Im Ernst: Ja es gibt natürlich klangunterschiede bei Kompressoren, aber gerade bei extrem teurem Vintage-Equipment ist viel Voodoo dabei. Wer gibt schon 2500€ aus und gesteht sich dann ein, dass es nicht groß anders als ein 500€ Gerät klingt? Deswegen wäre ein Doppelblindtest hier hilfreich und vermutlich ziemlich ernüchternd.
Antwort auf #1.1 von John
Melden Empfehlen Empfehlung entfernenJohn sagt:
#1.1.1.1 - 01.12.2019 um 14:27 Uhr
Sind Sie sicher, dass Sie den Bericht überhaupt gelesen haben? Ich konnte die Begriffe „magisch“, „seidig“, oder „luftig“ nirgendwo finden.
Antwort auf #1.1.1 von furanku
Melden Empfehlen Empfehlung entfernenfuranku sagt:
#1.1.1.1.1 - 04.12.2019 um 05:15 Uhr
Das kann ich nur zurückgeben: Im Artikel ist von der "Magie der Vintage-Originale"zu lesen. Aber auch ansonsten wimmelt es von blumigen, schwammigen Umschreibungen, wie z.B. der "reichere Sound", "ohne allzuviel Schärfe".

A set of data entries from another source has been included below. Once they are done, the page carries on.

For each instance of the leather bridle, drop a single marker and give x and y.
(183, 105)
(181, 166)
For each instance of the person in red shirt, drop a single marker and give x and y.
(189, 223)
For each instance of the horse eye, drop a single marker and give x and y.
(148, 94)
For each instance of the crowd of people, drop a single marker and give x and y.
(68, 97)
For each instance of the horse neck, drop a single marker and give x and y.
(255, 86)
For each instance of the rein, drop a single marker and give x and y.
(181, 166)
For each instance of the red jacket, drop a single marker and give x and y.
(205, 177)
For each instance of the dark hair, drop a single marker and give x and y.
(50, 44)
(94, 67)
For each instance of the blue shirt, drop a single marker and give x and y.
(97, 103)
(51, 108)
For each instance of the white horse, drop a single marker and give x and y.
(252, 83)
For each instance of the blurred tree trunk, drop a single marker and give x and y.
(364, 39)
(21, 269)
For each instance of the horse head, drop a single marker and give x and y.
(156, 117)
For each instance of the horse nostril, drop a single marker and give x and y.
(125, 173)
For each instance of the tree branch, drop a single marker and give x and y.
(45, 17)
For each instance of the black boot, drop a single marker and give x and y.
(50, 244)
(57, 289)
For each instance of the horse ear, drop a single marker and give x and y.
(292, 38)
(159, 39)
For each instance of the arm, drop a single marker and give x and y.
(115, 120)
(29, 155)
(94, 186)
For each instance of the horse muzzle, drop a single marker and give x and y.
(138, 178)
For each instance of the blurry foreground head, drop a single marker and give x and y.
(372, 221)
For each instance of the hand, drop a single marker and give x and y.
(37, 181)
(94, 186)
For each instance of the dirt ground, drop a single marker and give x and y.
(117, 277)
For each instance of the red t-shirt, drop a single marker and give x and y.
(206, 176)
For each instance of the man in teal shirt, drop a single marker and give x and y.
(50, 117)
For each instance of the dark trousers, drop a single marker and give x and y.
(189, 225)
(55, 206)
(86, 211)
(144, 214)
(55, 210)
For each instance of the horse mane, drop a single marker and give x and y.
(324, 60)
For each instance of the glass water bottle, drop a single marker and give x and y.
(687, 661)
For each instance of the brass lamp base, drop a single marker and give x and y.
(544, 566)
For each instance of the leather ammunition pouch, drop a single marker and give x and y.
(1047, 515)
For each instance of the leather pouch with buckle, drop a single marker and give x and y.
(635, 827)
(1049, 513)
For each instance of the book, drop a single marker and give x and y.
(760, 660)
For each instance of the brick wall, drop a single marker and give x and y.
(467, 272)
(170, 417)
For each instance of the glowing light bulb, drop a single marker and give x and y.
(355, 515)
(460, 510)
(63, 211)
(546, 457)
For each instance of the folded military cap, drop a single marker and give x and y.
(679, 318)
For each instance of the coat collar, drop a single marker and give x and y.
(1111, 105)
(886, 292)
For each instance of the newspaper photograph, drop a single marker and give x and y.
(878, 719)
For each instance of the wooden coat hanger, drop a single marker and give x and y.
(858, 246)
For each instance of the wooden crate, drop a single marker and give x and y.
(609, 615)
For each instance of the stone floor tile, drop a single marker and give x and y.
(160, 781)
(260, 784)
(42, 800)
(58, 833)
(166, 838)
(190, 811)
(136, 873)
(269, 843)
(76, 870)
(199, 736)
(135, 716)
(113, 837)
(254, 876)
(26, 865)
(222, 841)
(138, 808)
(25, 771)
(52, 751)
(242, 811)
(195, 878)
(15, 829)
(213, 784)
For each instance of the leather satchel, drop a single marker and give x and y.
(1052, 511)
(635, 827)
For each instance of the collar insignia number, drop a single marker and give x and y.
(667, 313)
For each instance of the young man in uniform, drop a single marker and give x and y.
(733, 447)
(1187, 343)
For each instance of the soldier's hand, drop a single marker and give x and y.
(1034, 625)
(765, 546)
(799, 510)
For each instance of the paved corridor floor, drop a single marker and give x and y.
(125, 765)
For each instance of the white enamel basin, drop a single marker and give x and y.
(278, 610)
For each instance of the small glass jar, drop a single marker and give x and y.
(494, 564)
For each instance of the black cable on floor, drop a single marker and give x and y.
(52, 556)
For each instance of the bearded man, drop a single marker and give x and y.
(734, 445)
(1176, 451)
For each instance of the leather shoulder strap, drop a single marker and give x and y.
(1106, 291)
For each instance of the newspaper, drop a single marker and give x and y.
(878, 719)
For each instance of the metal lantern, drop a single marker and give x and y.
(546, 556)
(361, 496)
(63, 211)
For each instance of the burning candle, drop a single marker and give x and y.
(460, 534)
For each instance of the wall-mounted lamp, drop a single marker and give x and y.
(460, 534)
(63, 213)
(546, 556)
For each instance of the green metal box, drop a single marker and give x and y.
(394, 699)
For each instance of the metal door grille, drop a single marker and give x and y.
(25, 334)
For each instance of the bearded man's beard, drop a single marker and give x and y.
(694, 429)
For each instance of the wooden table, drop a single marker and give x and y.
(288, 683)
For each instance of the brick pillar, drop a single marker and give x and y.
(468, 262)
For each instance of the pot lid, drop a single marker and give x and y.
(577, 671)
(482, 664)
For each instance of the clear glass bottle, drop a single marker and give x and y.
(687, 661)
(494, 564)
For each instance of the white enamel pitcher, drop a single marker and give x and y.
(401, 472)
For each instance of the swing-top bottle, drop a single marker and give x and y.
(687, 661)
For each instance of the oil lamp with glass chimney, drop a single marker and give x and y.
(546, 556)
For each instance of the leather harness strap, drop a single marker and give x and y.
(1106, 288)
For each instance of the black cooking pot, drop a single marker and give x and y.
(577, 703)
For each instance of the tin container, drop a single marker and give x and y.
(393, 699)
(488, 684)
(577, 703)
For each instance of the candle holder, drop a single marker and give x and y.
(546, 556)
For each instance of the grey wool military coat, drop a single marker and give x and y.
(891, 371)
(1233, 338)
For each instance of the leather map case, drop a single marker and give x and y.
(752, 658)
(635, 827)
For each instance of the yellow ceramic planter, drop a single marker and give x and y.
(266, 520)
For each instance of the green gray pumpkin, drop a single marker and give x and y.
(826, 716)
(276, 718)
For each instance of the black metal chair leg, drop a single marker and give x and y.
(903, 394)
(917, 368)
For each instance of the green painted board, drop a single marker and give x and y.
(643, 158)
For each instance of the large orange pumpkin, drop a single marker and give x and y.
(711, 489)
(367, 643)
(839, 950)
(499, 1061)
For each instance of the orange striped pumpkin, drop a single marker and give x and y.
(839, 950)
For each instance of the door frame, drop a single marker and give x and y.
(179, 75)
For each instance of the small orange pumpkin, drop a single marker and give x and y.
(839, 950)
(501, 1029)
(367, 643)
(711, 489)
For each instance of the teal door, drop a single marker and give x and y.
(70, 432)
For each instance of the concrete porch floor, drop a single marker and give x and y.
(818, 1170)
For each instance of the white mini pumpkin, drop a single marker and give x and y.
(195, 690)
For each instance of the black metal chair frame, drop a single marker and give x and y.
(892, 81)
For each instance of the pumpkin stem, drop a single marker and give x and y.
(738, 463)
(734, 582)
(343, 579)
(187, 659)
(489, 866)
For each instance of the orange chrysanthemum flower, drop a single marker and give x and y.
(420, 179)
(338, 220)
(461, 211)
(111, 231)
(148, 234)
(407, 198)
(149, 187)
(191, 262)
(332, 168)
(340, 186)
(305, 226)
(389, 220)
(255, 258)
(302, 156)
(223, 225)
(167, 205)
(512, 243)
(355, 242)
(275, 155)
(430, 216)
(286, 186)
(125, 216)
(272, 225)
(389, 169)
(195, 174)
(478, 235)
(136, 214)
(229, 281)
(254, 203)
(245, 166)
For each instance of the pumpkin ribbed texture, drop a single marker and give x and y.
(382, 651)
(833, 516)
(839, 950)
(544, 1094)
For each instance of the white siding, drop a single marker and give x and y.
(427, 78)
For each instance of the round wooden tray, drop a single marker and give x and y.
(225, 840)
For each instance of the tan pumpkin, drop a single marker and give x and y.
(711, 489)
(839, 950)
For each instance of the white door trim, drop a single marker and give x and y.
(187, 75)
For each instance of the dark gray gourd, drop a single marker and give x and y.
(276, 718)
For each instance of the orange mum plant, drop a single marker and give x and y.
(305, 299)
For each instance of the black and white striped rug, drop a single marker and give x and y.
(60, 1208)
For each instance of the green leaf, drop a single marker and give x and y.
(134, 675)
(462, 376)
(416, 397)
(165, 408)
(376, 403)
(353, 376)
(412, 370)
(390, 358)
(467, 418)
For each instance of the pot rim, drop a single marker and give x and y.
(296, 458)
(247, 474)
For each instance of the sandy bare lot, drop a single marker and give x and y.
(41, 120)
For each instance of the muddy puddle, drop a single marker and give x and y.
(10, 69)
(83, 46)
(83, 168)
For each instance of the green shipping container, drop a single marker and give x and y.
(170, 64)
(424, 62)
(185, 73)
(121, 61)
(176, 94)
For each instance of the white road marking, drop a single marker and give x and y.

Antwort auf #1.1.1.1 von John
Melden Empfehlen Empfehlung entfernenJohn sagt:
#1.1.1.1.1.1 - 09.12.2019 um 03:21 Uhr
Das ist aber ein Testbericht und keine Doktorarbeit. Warum laden Sie sich nicht den Schaltplan vom UAD LA-2A runter, da müssen Sie dann auch keinen „schwammigen“ Umschreibungen lesen. Im Übrigen gefällt mir persönlich der Test sehr gut. Er ist gut und flüssig (Achtung eine schwammige Umschreibung) geschrieben und bestätigt genau das was ich aus der Praxis mit dem LA-2A im meinen Studio Täglich erlebe.
Antwort auf #1.1.1.1.1 von furanku
Melden Empfehlen Empfehlung entfernenMartin sagt:
#1.1.1.1.1.1.1 - 17.03.2021 um 15:39 Uhr
Ich kann mich da nur anschließen. Ich besitze sowohl günstigere "Arbeitstiere" als auch High-End Geräte im Studio. Während die Arbeitstiere dort aufgrund Ihrer tollen Performance eine Daseinsberechtigung haben, können Sie den wenigen High-End Units in deren Spezialgebieten nicht das Wasser reichen. Und grade Musikproduktion lebt eben nicht nur von statistischen Werten, sondern von den subtilen Nuancen im Sound die am Ende immer den Unterschied machen werden. Und natürlich kann man mit Mid-Level Gear eine tolle Produktion machen, denn ohne gute Songs ist auch das edelste Equipment nutzlos.